Most people woke up on Wednesday morning to some combination of shock, joy, bemusement, and/or mild terror as Donald Trump unexpectedly won the presidency.
I say “unexpectedly” because pundits and pollsters have been projecting a Clinton win for nearly 6 months.
– Source: FiveThirtyEight
And it’s not just that they’ve been projecting a win. They had been using elaborate, sophisticated statistical models to make their predictions.
This has easily been the most technologically sophisticated, data-driven election in the history of the world.
The most data-driven election in history
The 2016 election has been the most data-driven election in history.
Quietly and behind the scenes, data science has reshaped political campaigning and strategy. Going back to 2008 and 2012, the Obama campaign harnessed big data and analytics to understand voters, sharpen messaging, drive fundraising, and ultimately win votes.
But 2016 has taken things to a whole new level. In this election cycle, data science was no longer relegated to the back end.
Instead, data science has been front-and-center in the reporting of the election. Media outlets like Five Thirty Eight and The New York Times built stunning interactive dashboards to detail the state of the campaign. (Setting aside the fact that they got it wrong, if you want excellent examples of data visualization in action, look no further than the data-driven election coverage at FiveThirtyEight and the NYT.)
Moreover, they also built elaborate predictive models based on vast amounts of data.
But in spite of the fact that they used mountains of data and sophisticated statistical techniques, nearly all of the “big names” in data journalism got it wrong. Nearly all of the major predictions predicted a Clinton win.
This was the most data-driven election in history, and essentially, data failed.
It’s clear at this point that (setting aside a few contrarian predictions) data failed.

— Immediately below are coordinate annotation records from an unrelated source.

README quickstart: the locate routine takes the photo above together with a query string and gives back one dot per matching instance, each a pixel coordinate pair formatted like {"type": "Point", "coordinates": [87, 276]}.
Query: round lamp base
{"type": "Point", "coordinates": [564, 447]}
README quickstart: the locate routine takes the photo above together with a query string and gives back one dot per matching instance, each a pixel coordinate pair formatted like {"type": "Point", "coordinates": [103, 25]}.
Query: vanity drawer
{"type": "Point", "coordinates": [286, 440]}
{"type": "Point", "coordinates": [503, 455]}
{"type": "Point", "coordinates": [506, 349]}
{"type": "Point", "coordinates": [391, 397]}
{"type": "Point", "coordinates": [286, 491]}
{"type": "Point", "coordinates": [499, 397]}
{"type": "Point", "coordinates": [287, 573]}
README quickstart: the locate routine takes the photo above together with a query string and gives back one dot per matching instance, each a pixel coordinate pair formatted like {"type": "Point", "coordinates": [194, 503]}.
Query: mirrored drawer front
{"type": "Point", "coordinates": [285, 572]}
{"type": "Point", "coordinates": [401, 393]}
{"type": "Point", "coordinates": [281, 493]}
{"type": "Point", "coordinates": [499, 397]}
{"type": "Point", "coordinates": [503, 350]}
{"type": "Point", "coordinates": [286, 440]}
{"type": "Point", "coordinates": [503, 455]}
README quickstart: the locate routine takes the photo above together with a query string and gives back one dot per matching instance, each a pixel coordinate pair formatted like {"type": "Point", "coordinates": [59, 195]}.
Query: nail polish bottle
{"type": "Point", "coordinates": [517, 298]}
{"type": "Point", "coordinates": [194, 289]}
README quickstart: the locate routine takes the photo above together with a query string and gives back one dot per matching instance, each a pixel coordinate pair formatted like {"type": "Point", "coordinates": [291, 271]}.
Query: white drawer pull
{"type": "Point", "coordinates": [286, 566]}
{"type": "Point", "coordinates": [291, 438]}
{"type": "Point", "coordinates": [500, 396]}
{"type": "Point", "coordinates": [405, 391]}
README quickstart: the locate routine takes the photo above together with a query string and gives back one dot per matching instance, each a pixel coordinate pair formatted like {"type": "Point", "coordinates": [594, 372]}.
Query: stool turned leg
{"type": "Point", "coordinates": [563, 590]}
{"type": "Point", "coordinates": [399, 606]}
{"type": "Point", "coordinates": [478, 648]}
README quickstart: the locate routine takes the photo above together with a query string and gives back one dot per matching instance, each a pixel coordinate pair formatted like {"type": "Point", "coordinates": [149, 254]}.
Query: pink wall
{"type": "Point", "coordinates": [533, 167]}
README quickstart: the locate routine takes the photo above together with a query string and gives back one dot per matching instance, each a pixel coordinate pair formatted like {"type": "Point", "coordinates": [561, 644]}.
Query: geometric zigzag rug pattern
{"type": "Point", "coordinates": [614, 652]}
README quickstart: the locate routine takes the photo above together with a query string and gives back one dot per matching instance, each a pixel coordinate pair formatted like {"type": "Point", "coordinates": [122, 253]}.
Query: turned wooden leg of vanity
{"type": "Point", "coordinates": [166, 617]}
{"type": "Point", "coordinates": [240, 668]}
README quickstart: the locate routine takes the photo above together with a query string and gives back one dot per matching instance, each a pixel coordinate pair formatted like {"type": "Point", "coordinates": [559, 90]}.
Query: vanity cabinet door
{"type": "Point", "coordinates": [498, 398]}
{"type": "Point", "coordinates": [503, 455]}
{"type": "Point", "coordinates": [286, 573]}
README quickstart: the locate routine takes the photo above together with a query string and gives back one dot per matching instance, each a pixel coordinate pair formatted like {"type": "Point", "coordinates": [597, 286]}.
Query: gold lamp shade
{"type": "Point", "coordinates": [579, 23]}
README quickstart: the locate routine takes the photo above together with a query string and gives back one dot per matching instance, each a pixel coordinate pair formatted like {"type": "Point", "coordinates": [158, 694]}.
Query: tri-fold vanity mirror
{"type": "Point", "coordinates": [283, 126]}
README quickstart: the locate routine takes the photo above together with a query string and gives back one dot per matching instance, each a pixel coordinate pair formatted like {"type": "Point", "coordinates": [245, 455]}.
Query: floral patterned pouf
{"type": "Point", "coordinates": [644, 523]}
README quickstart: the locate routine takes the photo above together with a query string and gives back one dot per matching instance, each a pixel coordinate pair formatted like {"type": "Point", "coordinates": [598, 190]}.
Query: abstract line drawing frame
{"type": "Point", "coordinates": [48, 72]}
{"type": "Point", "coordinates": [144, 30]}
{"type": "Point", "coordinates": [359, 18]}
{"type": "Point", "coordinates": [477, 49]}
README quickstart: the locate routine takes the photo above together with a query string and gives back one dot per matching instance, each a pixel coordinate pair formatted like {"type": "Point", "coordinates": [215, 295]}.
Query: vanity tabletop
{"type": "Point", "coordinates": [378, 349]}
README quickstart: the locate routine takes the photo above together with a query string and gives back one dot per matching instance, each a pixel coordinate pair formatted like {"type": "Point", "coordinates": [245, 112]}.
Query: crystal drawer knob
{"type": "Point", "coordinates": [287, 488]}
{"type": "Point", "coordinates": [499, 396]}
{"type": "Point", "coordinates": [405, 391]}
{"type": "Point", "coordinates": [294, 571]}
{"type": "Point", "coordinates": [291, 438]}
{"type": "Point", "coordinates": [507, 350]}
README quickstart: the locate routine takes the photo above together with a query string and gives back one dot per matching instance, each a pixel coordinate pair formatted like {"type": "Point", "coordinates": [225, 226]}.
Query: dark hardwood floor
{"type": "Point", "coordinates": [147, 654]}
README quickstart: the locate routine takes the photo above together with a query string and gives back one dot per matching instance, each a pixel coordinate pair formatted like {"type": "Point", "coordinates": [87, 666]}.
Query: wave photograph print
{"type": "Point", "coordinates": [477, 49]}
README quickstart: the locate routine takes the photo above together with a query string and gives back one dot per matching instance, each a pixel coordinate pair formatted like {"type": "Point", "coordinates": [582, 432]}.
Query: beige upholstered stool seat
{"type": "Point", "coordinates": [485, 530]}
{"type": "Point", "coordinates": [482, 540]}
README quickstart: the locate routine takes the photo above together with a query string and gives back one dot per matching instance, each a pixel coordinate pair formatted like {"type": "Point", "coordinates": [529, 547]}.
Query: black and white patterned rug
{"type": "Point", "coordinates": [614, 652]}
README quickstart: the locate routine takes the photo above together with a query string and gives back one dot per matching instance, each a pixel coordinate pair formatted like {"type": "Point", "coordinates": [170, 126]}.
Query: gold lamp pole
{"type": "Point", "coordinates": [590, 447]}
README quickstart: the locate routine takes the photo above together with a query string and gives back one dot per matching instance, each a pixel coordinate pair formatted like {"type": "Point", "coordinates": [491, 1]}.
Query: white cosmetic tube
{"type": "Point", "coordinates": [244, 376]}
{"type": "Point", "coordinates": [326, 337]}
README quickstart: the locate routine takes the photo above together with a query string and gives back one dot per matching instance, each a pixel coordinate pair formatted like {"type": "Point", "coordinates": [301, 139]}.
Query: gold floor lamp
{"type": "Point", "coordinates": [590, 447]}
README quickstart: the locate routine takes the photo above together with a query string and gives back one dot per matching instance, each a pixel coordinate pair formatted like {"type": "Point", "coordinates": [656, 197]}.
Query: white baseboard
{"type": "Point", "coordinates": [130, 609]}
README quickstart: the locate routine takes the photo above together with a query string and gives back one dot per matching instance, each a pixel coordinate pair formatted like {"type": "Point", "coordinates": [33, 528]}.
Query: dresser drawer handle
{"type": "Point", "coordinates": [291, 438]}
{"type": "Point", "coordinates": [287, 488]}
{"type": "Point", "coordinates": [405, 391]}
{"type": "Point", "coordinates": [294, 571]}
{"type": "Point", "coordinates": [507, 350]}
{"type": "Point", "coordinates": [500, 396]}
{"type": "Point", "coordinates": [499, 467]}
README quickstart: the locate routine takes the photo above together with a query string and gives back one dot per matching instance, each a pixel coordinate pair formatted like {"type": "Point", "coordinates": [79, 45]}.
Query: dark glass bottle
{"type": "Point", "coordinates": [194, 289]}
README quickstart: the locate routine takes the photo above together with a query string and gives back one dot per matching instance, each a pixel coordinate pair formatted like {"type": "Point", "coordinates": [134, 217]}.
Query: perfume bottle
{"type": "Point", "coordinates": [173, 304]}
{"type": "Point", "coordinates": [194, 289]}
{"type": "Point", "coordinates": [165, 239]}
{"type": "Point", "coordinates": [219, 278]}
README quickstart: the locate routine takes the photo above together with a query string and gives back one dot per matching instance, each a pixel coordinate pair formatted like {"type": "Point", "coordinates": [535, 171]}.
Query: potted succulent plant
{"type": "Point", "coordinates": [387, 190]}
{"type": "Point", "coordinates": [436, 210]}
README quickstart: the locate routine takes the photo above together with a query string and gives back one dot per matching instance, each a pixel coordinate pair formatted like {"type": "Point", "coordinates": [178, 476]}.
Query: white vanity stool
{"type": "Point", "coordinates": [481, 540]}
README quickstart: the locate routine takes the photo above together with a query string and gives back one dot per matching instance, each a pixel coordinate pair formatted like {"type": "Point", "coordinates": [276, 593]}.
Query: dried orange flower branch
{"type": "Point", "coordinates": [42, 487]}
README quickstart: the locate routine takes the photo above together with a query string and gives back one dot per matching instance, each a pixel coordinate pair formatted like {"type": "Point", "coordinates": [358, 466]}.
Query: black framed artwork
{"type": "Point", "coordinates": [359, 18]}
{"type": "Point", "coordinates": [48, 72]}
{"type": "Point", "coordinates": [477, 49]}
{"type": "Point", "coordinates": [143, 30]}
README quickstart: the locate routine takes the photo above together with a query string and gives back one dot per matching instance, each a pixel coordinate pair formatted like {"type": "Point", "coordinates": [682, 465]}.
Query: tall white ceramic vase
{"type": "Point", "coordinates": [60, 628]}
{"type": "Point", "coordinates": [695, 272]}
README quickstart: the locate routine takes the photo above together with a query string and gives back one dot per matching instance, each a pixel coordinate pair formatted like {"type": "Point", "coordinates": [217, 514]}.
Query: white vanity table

This is already triggering debate among data scientists and data journalists. And moreover, the use of data in this election will likely be the subject of scrutiny and discussion for years to come.

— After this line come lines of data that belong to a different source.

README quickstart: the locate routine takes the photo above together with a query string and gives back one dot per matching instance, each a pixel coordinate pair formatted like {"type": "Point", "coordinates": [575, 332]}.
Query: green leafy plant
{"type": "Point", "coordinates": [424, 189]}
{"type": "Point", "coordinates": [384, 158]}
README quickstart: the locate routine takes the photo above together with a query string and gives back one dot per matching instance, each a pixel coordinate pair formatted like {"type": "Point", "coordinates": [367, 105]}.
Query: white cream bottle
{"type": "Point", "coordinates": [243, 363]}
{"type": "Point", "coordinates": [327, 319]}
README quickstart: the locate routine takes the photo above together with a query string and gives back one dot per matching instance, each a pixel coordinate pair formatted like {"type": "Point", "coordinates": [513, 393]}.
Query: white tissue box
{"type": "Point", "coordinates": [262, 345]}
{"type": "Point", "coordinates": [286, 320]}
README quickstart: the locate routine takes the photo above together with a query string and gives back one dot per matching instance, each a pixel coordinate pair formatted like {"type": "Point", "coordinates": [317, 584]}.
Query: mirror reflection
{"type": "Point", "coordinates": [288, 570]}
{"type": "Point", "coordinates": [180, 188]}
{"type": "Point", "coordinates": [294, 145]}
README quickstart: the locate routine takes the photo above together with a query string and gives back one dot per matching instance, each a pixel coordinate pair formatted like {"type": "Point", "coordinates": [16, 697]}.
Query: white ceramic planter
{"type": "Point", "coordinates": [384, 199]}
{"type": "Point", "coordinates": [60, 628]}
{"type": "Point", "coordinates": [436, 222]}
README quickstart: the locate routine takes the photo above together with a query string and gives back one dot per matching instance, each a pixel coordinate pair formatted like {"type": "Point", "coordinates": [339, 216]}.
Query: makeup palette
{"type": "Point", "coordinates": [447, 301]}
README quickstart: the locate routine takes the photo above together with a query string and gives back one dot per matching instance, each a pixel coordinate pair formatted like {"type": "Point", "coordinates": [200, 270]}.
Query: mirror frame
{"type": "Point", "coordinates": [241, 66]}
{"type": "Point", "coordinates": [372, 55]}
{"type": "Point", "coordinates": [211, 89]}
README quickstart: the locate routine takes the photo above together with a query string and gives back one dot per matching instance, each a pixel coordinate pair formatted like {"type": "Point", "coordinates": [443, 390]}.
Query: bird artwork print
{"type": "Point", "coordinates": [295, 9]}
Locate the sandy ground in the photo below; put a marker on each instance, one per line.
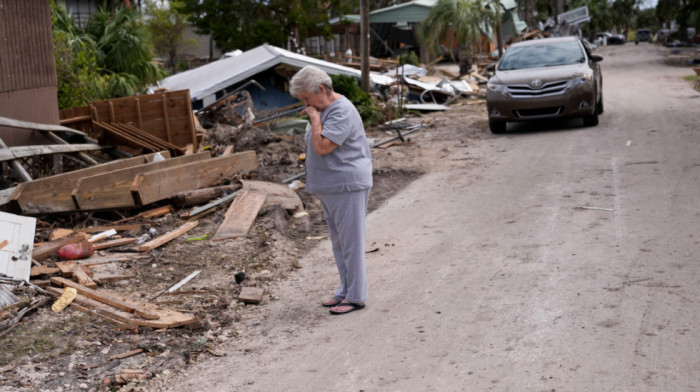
(552, 258)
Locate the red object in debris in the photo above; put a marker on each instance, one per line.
(79, 250)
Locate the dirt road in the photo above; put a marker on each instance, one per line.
(554, 257)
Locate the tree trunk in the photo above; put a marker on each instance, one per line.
(465, 60)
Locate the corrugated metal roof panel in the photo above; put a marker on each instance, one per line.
(412, 12)
(208, 79)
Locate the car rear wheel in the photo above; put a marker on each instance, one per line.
(497, 126)
(591, 120)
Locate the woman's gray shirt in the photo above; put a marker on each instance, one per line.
(349, 166)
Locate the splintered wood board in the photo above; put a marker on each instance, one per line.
(276, 194)
(17, 235)
(169, 236)
(50, 248)
(108, 298)
(53, 194)
(162, 184)
(113, 189)
(166, 318)
(240, 215)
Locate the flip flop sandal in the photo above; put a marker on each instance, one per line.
(352, 307)
(327, 303)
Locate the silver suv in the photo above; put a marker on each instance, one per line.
(643, 35)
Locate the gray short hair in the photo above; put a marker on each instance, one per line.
(308, 80)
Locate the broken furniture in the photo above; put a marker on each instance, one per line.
(128, 182)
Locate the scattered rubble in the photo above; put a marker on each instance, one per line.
(173, 251)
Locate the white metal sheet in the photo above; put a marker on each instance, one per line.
(16, 255)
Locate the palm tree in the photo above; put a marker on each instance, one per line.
(124, 49)
(458, 21)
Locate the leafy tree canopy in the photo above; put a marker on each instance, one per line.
(245, 24)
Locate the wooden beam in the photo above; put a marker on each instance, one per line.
(106, 298)
(240, 215)
(276, 194)
(49, 248)
(113, 189)
(166, 119)
(149, 214)
(167, 237)
(17, 165)
(10, 153)
(162, 184)
(87, 158)
(13, 123)
(53, 194)
(138, 113)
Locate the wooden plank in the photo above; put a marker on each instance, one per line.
(17, 165)
(111, 278)
(110, 258)
(162, 184)
(141, 134)
(149, 214)
(166, 120)
(10, 153)
(113, 190)
(276, 194)
(97, 229)
(138, 113)
(112, 135)
(53, 194)
(150, 116)
(167, 237)
(107, 298)
(114, 243)
(240, 215)
(87, 305)
(50, 248)
(11, 122)
(166, 318)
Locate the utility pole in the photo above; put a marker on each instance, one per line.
(364, 43)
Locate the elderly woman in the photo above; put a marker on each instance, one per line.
(339, 173)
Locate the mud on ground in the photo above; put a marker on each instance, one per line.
(72, 351)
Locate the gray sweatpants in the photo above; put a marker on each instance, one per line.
(345, 215)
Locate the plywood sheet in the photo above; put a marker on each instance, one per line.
(162, 184)
(113, 189)
(53, 194)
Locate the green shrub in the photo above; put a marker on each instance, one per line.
(409, 58)
(348, 86)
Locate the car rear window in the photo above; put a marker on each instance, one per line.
(542, 55)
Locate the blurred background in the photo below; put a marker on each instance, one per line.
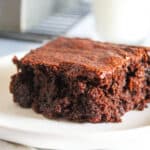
(27, 24)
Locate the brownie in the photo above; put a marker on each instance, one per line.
(83, 80)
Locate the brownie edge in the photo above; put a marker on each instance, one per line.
(83, 80)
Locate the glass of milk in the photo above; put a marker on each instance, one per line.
(122, 21)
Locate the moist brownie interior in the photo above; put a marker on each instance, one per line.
(83, 80)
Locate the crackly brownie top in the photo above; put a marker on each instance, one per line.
(90, 54)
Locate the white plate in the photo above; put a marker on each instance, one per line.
(26, 127)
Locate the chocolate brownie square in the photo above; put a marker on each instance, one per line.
(83, 80)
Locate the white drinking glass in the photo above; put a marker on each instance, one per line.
(122, 21)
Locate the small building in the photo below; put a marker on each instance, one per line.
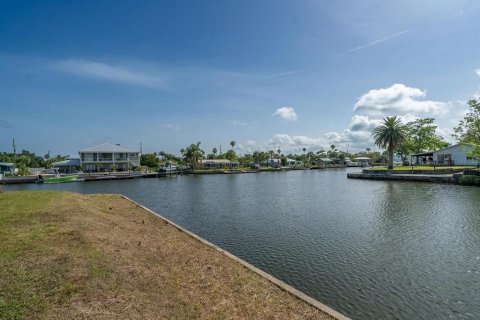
(218, 164)
(108, 157)
(7, 167)
(363, 161)
(69, 165)
(456, 155)
(292, 163)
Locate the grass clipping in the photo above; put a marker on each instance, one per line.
(65, 255)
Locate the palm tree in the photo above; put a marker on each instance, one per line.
(389, 135)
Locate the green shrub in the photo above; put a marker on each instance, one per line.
(470, 181)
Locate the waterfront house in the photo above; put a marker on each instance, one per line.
(456, 155)
(218, 164)
(67, 166)
(108, 157)
(7, 167)
(292, 163)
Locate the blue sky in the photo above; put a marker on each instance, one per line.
(267, 74)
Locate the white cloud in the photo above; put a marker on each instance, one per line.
(379, 40)
(5, 124)
(399, 99)
(286, 113)
(98, 70)
(169, 126)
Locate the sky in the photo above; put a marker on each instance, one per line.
(267, 74)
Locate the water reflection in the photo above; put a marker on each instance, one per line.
(370, 249)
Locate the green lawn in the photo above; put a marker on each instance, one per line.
(424, 167)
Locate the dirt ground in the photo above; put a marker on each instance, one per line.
(103, 257)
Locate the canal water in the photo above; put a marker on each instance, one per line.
(369, 249)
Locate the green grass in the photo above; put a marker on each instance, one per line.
(35, 260)
(423, 167)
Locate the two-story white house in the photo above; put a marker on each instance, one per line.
(108, 157)
(455, 155)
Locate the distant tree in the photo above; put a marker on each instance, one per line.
(390, 134)
(421, 137)
(149, 160)
(246, 159)
(231, 155)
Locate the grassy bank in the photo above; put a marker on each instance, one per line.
(65, 256)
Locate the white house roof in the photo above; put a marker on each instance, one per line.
(468, 145)
(108, 147)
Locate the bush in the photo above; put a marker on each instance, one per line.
(470, 181)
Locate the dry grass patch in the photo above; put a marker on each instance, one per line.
(68, 256)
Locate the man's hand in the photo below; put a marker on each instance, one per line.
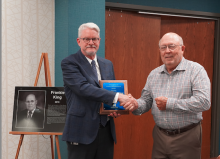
(114, 115)
(131, 104)
(161, 102)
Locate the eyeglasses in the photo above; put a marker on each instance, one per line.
(87, 40)
(171, 47)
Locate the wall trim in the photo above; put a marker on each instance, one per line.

With that in mind, I’ll want to offer a few very high-level observations (obviously, with the advantage of 20/20 hindsight).
Beware false precision
On reflection, now that the election has been decided, I’m immediately reminded of a famous Warren Buffet quote:
We believe that if you can pinpoint it, you’re kidding yourself. Therefore, we think that when we make a decision, there ought to be a margin of safety.

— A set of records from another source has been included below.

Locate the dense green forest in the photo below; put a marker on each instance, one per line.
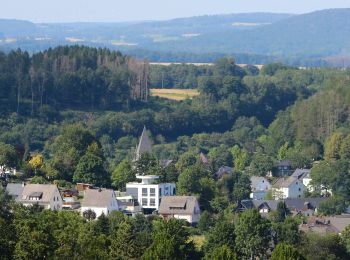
(313, 39)
(33, 233)
(74, 114)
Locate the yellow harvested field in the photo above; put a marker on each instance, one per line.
(174, 94)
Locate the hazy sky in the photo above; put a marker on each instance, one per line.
(129, 10)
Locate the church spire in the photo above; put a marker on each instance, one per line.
(145, 144)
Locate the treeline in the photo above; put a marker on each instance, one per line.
(33, 233)
(69, 77)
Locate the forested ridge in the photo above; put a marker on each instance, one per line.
(243, 118)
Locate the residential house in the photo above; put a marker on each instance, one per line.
(282, 168)
(223, 170)
(15, 190)
(100, 201)
(144, 145)
(260, 187)
(323, 225)
(180, 207)
(291, 187)
(165, 163)
(204, 159)
(45, 195)
(128, 205)
(149, 192)
(304, 207)
(70, 199)
(5, 171)
(81, 187)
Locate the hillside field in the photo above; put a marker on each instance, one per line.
(174, 94)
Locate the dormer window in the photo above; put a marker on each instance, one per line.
(35, 196)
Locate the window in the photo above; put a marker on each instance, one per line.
(144, 202)
(144, 192)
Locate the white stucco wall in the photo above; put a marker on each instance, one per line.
(263, 185)
(167, 189)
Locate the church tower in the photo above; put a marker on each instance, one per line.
(145, 145)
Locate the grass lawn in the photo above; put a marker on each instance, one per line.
(174, 94)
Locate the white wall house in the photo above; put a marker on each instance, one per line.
(260, 187)
(45, 195)
(292, 187)
(180, 207)
(149, 193)
(288, 188)
(99, 201)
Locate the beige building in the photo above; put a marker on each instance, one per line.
(45, 195)
(180, 207)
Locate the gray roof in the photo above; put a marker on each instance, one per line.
(47, 191)
(271, 204)
(145, 144)
(203, 158)
(284, 182)
(340, 222)
(255, 180)
(298, 174)
(97, 198)
(165, 163)
(292, 204)
(15, 190)
(284, 163)
(246, 204)
(223, 170)
(178, 205)
(299, 204)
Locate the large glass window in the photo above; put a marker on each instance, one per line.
(144, 202)
(144, 192)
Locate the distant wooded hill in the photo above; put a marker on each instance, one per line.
(304, 40)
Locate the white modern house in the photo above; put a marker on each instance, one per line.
(128, 205)
(291, 187)
(180, 207)
(144, 145)
(45, 195)
(260, 187)
(100, 201)
(148, 192)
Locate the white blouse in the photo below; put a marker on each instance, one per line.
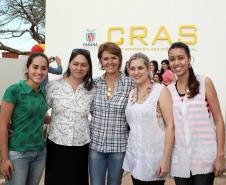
(146, 138)
(70, 110)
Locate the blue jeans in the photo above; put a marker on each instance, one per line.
(100, 163)
(28, 167)
(201, 179)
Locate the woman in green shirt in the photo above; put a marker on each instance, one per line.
(24, 106)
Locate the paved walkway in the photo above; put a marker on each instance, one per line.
(127, 181)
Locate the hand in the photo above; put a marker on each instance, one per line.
(58, 60)
(7, 169)
(218, 166)
(163, 168)
(51, 59)
(47, 119)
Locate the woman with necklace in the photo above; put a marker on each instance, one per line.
(198, 152)
(68, 140)
(109, 128)
(150, 117)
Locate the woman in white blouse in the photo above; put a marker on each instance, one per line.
(68, 137)
(150, 116)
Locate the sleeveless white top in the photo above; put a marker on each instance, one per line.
(146, 138)
(195, 136)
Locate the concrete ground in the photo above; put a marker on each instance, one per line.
(127, 181)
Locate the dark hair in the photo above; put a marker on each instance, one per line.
(126, 69)
(88, 79)
(156, 66)
(112, 48)
(193, 83)
(31, 58)
(159, 76)
(139, 55)
(167, 63)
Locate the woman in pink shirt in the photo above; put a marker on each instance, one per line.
(198, 153)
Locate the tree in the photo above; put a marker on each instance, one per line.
(20, 17)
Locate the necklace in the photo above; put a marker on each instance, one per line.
(109, 92)
(140, 99)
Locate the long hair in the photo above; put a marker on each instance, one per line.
(31, 58)
(88, 79)
(193, 83)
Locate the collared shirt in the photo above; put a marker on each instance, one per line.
(109, 129)
(70, 110)
(27, 118)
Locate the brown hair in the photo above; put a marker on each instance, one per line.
(111, 48)
(193, 83)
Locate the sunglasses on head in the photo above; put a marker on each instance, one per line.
(81, 51)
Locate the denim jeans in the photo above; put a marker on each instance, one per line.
(100, 163)
(202, 179)
(28, 167)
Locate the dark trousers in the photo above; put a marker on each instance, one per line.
(138, 182)
(202, 179)
(66, 165)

Buffett was talking about investment decisions, but in much more general terms, it’s really a statement about judgement.
What Buffet is warning against is false precision.
In the post-election bewilderment, some commenters are suggesting that many of the model-builders “oversold” the precision of these models.
Garbage in, garbage out
Speaking roughly, a model is only as good as the data on which it’s built.
If you build a model on data that contains systematic errors (or is otherwise “bad data”) then the predictions of that model will be inaccurate.
This is sometimes know in computing circles as “garbage in, garbage out.”
While a quick, one-off blog post is no place to dissect the statistical methods of polling gurus, it seems obvious that we need to call the 2016 polling data into question. In fact, this election result is already leading to some introspection on the part of polling professionals. Essentially, they’re asking “how did we get this wrong.”
The inaccuracy of the polling data itself is obviously important, because many of the models in question (specifically, the super-model at Five Thirty Eight) relied on the data generated by pollsters.
If the data in these polls contained systematic errors, then the models themselves will make erroneous predictions.
Human intelligence and intuition still matter
As machine learning, data science, and technology progress, there’s an emerging sense that humans are becoming obsolete.
Experts are starting to warn that software and data-driven technology are driving structural changes in the economy that will, in many industries, devalue human labor and judgement. In some industries, technology might drive high unemployment.
Having said that, make no mistake: humans are not obsolete. Human intelligence and judgement still matter.
There were several people in this election cycle that called the election for Trump, and essentially nailed the reasons why. These people essentially looked beyond polling data and understood the deep wants, needs, and anxieties that would shape people’s behavior. In other words, a bit of human empathy drove clearer understanding of outcomes.
Others, like Nassim Taleb, strongly criticized election predictions on mathematical grounds.
In either case, human knowledge and understanding enabled better understanding.
Keep this in mind. Even as technology, analytics, and machine learning progress, we’re still likely to see a place for humans in overruling, criticizing, and tuning the technical methods being used.
All models are wrong, but some are useful
Data science is a powerful tool for understanding the world.
It is extremely valuable today, and will continue to grow in value over the next couple of decades.
But, data science is not infallible.
All models are wrong, but some are useful.
– George Box
Data science can get it wrong. Data – and specifically, erroneous data – can fail to give us clear insight and cause us to misunderstand reality.
As the world becomes increasingly data-driven, we would be wise to remember this.